Nurtured Heart Approach asks that parents and educators offer profound, invested appreciation for positive displays of behavior. Behaviors such as: using words to problem solve, showing respect, being kind, thinking of others, sharing, following directions, regulating from a difficult mood. No matter the child or their struggle, there are always times we can catch them acting appropriately. If in those moments we choose to connect, jump in with both feet, and sit together with the child, witnessing their moment of greatness, we can set a paradigm shift in motion. We can adjust which behaviors receive the currency of connection. We can flip the script entirely. In response to positive behaviors, we have the opportunity to show real care, investment, and respect for their actions. In response to negative behaviors, we can provide matter of fact interventions that explain that a behavior was problematic without much care or emotional charge.
This approach takes much effort. It is an approach that requires conquering of our anger, hurt, and burnout the child has left us with. We must use the power of perspective to conceptualize their behavior as a cry for help. We must be strong adults and show them the positivity they need, despite our petty frustration from their behavior.
We must trust our gut. Deep down we know that an abundance of positive energy would overhaul our children’s behavior for the better. But then we get nervous. We see a behavior that needs adjusting and jump on it. We become minute-by-minute educators, enforcers, and analysts. We need to stop this. We must trust what we know to be true in our hearts. More than any of the advice we have for our children, they need to feel good about themselves. They need to feel that we hold them in high esteem. They need to know we believe in them.

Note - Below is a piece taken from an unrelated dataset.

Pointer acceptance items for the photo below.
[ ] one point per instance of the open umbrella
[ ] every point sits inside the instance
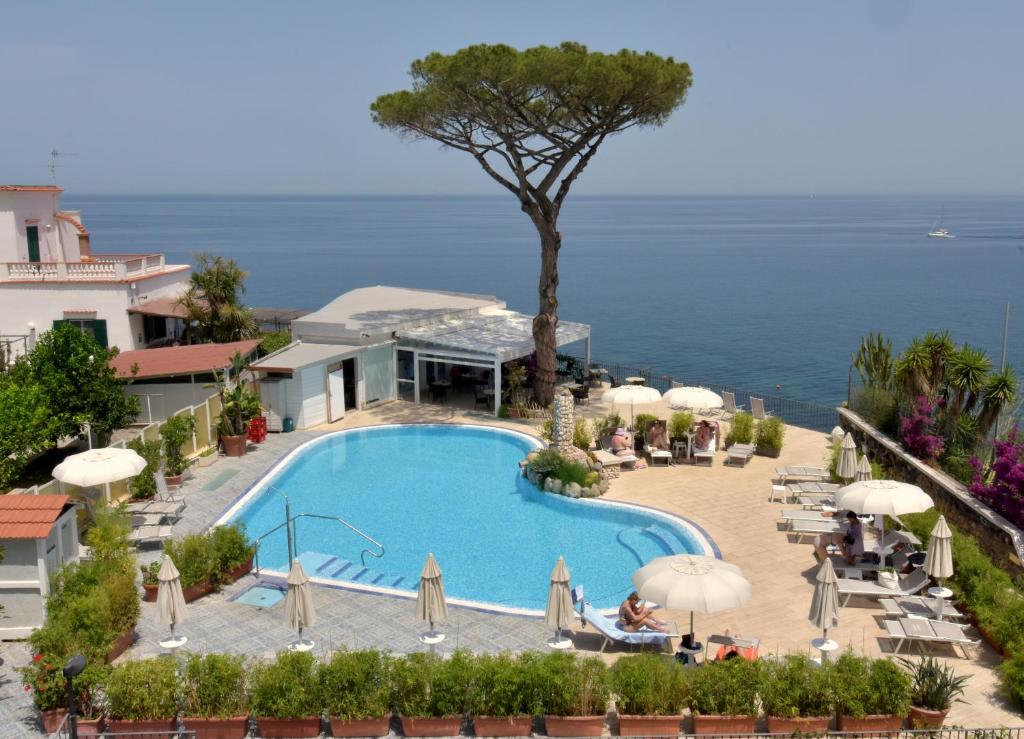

This is not accomplished by our words. We cannot tell a child we believe in them and look down on them in disgust after they hit their little sister. We cannot tell a child how special they are and then call them intolerable. We know that actions speak louder than words, but so do feelings. Our positive words will become irrelevant if we feel negatively towards our children. So next time they drive you to distraction and test your patience, remember this message. Imagine your child’s heart begging you to see past their misbehavior and answer their call for help. Imagine them pleading, “Please, just nurture my heart. That’s all I need.”